Implement a reinforcement learner on the Tic-tac-toe problem that uses a neural net to approximate the value function. No outside help was enlisted other than the typical Google searches for Scala syntax, equations, etc. I made heavy reference of Sutton and Barto's Reinforcement Learning.
- See the convergence graphs in the folder ./graphs. The next step for these is to convert them to an average with error bars rather than a scatter plot.
- When collecting data for the graphs, instead of collecting from the training data where epsilon is non-zero, I should train for some number of episodes, turn off epsilon to collect data, and then repeat to the end.
- If you want to generate the graphs for yourself, change the check at the top of ticTacToeWorld.scala
if (false) { PlotGenerator.generateLearningCurves() }
. This will generate graphs in the current directory instead of testing a single run with output in the terminal.
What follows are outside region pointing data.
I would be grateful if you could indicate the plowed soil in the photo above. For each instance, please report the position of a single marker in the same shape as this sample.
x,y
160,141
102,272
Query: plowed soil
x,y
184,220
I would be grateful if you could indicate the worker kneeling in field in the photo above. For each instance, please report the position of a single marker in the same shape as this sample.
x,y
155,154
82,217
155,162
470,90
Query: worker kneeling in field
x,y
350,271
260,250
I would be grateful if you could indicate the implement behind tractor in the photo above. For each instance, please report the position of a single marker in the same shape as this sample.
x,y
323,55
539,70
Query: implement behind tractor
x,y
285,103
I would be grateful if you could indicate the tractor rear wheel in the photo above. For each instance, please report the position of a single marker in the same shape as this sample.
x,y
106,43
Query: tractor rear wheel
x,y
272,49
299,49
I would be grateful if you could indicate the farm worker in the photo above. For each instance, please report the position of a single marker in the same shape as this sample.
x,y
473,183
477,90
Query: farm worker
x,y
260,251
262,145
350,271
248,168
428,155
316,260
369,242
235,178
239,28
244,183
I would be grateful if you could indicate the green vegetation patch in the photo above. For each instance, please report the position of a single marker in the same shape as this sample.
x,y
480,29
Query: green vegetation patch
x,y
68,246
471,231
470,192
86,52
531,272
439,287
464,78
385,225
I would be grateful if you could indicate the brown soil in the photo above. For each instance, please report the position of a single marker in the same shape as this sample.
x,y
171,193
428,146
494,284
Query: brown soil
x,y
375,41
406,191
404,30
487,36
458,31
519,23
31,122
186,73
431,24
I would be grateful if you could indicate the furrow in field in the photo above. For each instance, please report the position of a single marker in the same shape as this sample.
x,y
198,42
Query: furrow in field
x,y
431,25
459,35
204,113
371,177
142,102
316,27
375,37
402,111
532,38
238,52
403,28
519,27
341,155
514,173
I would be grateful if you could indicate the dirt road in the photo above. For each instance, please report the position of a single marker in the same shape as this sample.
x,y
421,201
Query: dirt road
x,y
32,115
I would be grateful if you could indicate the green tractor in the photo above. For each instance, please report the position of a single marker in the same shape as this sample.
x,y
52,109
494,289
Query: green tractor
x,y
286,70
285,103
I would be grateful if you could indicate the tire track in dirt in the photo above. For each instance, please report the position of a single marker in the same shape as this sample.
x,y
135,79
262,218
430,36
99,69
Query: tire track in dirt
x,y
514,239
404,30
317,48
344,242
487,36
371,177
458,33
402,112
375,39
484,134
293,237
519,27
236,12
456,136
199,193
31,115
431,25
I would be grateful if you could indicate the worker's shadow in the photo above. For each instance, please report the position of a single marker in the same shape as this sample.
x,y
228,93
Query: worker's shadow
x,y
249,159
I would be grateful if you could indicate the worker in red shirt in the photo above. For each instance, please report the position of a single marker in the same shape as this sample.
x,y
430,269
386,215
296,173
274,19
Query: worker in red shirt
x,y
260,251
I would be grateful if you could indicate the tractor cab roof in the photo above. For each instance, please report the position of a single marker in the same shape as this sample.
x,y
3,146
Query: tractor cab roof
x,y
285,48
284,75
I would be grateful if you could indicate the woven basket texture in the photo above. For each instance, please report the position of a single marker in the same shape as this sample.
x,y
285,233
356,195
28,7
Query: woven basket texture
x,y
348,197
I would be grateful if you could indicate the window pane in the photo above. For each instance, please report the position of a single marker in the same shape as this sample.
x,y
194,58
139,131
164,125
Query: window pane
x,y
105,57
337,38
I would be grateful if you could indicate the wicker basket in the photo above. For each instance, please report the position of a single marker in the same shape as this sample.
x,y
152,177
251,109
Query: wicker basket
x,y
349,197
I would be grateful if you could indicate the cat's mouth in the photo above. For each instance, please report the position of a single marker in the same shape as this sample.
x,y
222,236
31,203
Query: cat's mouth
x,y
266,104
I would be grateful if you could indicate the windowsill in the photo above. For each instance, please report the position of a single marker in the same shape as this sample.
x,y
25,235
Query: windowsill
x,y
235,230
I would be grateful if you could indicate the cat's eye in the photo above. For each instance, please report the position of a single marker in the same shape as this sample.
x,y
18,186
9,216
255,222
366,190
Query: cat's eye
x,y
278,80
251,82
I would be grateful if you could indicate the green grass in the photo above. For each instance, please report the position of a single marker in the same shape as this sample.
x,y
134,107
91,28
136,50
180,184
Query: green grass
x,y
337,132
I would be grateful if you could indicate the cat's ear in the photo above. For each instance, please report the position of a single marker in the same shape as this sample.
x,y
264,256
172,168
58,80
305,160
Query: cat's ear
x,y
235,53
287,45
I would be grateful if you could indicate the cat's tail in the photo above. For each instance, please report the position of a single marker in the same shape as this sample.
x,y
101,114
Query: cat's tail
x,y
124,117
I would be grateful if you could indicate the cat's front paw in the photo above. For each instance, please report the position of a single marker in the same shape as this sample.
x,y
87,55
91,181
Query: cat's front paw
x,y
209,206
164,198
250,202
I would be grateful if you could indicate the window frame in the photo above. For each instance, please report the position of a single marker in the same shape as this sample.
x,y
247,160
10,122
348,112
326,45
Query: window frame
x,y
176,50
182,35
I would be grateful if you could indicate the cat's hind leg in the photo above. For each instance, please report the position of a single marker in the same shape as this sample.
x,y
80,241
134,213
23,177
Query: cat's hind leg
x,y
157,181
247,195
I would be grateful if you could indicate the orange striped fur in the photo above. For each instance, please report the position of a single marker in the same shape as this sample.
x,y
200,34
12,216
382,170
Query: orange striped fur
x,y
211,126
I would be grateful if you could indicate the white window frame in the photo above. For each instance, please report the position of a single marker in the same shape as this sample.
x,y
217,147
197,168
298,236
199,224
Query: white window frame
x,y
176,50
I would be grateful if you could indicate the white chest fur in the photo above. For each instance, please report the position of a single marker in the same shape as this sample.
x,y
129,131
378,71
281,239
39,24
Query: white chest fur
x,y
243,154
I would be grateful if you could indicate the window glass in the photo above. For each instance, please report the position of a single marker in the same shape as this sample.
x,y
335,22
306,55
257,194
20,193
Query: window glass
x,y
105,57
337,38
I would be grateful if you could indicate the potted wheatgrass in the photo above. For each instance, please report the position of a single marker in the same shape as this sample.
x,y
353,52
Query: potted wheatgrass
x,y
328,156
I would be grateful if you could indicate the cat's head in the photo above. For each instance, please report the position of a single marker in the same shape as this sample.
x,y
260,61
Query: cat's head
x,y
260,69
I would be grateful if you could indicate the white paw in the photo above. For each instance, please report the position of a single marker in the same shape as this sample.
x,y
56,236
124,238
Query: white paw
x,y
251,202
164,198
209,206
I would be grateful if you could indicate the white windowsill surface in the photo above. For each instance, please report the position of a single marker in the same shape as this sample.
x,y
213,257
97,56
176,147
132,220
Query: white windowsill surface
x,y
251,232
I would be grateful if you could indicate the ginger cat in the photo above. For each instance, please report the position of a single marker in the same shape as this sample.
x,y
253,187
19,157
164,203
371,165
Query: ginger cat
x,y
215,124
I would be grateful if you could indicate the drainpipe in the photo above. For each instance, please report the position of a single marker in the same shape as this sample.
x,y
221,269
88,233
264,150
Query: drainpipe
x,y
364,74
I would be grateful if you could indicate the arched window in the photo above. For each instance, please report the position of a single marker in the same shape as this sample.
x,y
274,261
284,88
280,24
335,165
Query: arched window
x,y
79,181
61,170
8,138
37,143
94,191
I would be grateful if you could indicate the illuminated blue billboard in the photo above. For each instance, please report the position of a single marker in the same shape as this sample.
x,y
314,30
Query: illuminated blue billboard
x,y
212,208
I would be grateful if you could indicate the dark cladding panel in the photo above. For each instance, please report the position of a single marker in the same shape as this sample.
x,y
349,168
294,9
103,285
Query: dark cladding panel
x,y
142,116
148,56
Building, dependencies, and running tests are handled by gradle. On Mac you can install gradle using HomeBrew with brew install gradle
. Then, in the project's directory:
gradle test
- Expect to see output in the terminal. The unit tests will pass for each game situation if the threshold for optimal play is hit. A visualization of the Tic-tac-toe board has been implemented, but it's off by default because it's a huge performance drain. Turn it on by setting showVisual to yes in ticTacToe.sala. If you want to see the visualization occurring at human pace, open ticTacToe.scala and uncomment the line
Thread.sleep(500)
.
- There's no terminal output, but you should see the visualization converge on the optimal solution over time. Play will never be completely optimal because epsilon is never reduced to 0.
cd gridworld
mkdir build
scalac -d build *.scala
scala -classpath build GridWorldLearning
- Agent vs. agent play has been implemented both as tabular vs. tabular and neural net vs. neural net
- The tabular vs. tabular performs optimally and reaches nearly ~99% stalemates in 50000 episodes
- The neural net vs. neural net underperforms and converges on 50% X wins and 50% O wins.
- As a result of bug fixes, good results are achieved on the tabular vs. random, tabular vs. tabular, and neural vs. random situations with parameters that make sense. For the neural net, the learning rate is now 1/(number neurons). The reward function is now 1 for a win and -1 for a loss. All other moves receive a reward of 0. This is as it should be and indicates learning occurring as expected.
- Due to considerably less than optimal results on neural vs. neural, as sanity checks I:
- Represented the feature vector as 19 inputs (9 spaces for X, 9 spaces for O, 1 action) rather than 10 (9 spaces on the board + 1 action). As expected, this had no effect on results.
- Used 9 neural networks per agent rather than 1. With this configuration, the feature vector is simply the 9 input positions and each neural net is specific to a given action. This actually had a positive effect on results. This makes sense in that it decreases the complexity of the function any given neural network needs to approximate, but it should be unnecessary.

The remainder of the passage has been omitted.